For the handful of people who didn't hear every detail about Google's gaffe, I'll recap: Reyes told a Merrill Lynch conference audience the company's growth would slow. A quote: "Clearly our growth rates are slowing. We are going to have to find new ways to monetize the business." Shocking!

Exactly who out there thought Google's growth wouldn't slow? Did anyone really expect the company to defy the law of large numbers and become the first to grow at a screamingly fast pace indefinitely? Please. Google is a giant, enormously successful company that simply can't maintain its insane growth rate. And it's no different than any other giant, enormously successful company that tech investors have been enamored with over the years. Microsoft, Cisco Systems, Intel all of them ultimately saw growth rates taper off. Google is no different.

So this was the big news: Google isn't immune to the types of growth constraints that other earth-based companies face.

Now, was the timing of the comments odd? Seeing as how they were made two days before Thursday's analyst meeting, I'd say yes. For a company that's always disclosed to its own drum beat, revealing next to nothing in terms of growth or guidance, Reyes's off-the-cuff remarks are somewhat bizarre. After Google underestimated its tax hit last quarter, missed expectations and saw its stock roundly punished as a result, you'd think management would understand that some clarity is required. Is this Google's idea of clarity? One would wonder, considering the company's statement to "clarify" was basically a reiteration of the CFO's comments.

Following the 7% spanking that Google shares received on Tuesday, analysts dutifully supported the stock en masse on Wednesday. You'd be hard-pressed to find someone on Wall Street who thought Reyes's comments were a real ratcheting down of growth expectations. That might be chief financial officers are human too, after all but it doesn't change the fact that Google needs to be a bit more forthcoming with the details of its business. That's not something it's really had to do until now. When you're riding the fattest, most profitable growth wave in modern corporate history, folks tend to not need too many specifics to justify their investment. But the minute that momentum wanes, investors demand more information.

Which brings me to Google's analyst day on Thursday. I doubt this will be the same cheer fest enjoyed by the company last year. Analysts will be listening for additional details on overall growth expectations, as well as how management plans to transform its various projects outside of search advertising into money makers. There's also the matter of the company's international expansion, expense control and what it aims to do with that $8 billion hoard of cash and marketable securities.

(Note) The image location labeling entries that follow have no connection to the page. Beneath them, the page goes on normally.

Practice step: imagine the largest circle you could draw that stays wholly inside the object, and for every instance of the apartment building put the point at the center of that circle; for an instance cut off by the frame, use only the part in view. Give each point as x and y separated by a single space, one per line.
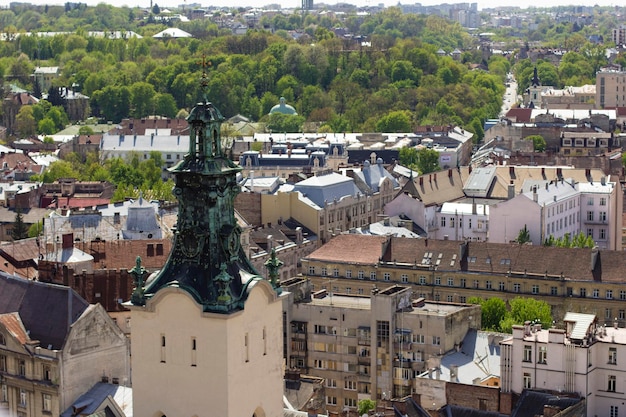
583 358
610 89
54 346
559 207
369 346
330 203
568 279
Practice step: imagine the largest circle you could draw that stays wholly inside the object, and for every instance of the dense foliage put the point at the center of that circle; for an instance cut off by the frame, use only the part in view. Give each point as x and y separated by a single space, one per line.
496 317
132 177
395 81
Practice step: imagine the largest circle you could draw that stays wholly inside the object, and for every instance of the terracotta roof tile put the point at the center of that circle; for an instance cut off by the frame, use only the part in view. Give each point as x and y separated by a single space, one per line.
357 249
519 174
577 264
438 187
13 323
121 254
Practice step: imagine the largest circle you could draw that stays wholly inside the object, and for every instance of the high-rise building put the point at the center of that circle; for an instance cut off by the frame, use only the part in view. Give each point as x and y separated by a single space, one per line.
207 329
610 89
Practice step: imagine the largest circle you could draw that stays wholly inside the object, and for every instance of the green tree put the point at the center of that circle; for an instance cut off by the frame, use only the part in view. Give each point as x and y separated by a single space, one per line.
528 309
395 121
35 229
408 157
142 94
165 105
46 126
20 230
428 161
25 122
85 130
288 123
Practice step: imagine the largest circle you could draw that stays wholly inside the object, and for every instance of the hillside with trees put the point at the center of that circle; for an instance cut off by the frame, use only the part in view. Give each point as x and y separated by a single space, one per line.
394 82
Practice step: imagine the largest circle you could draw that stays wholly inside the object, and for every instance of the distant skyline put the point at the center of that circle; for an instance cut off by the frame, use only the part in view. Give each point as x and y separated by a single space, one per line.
483 4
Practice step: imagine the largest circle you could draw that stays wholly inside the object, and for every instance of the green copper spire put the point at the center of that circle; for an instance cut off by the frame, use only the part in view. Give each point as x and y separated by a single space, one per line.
206 259
273 264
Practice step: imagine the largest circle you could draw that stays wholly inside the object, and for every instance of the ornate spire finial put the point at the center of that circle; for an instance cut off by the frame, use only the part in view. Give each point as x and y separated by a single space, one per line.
272 265
138 273
204 80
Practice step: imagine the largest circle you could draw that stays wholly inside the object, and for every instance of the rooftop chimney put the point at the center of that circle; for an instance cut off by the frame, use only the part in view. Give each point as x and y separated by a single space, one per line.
68 241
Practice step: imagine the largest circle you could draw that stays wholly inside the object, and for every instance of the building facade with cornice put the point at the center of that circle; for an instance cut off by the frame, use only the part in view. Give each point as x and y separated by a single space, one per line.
581 280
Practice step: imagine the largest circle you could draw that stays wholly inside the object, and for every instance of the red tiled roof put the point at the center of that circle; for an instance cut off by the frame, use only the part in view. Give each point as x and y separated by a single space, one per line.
578 264
13 323
94 139
356 249
20 250
79 202
121 254
521 115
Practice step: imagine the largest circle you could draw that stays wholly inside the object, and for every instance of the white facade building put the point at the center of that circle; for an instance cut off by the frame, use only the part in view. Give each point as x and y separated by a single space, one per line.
583 358
462 221
172 147
557 208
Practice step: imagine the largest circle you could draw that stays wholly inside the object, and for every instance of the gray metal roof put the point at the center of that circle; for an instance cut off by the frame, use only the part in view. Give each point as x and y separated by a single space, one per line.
43 308
326 188
93 399
581 323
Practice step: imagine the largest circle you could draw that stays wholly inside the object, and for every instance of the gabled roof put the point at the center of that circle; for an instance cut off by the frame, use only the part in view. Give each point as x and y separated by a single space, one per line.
373 175
103 396
13 324
46 310
355 249
519 115
576 264
321 189
518 175
438 187
173 33
531 403
580 324
478 358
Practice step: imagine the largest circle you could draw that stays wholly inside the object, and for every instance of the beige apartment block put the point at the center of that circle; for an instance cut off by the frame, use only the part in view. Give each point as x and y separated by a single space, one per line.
582 280
582 358
335 216
610 89
54 347
370 346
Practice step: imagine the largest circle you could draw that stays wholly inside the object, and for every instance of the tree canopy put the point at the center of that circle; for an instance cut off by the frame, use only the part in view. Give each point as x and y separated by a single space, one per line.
496 317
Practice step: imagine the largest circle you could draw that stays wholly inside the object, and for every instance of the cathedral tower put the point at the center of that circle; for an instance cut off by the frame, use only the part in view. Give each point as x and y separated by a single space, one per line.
206 333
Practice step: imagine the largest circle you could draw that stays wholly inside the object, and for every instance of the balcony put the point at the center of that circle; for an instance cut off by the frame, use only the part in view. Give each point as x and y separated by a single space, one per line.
364 360
401 346
364 341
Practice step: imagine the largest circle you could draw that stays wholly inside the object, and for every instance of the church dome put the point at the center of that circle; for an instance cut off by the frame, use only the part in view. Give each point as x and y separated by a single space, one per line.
283 108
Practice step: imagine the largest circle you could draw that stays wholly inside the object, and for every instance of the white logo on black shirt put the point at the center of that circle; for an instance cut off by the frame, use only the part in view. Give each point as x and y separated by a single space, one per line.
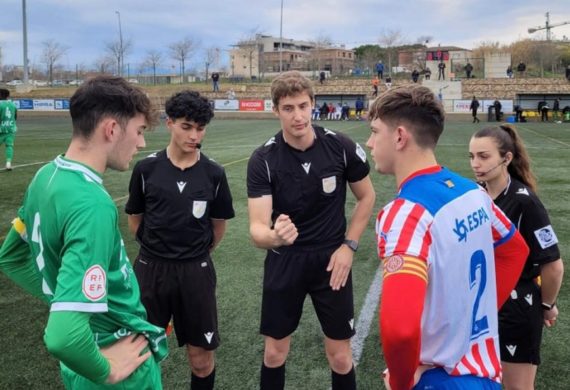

Plenty of questions loom, which have sapped Google shares of late. After more than doubling last year, the stock is down 13% year-to-date. Sure, some of that is a pullback from 2005's amazing return, but it's also worth noting that analysts' earnings estimates for the current quarter and year have eased slightly in the last four weeks, according to Zacks Investment Research. After Tuesday's selloff, Google shares still trade at lofty price/earnings multiple of 42, compared with the Standard & Poor's 500's 16.

Thing is, absent crazy momentum, fat multiples require expectations to keep them inflated. Google's going to have to work on that.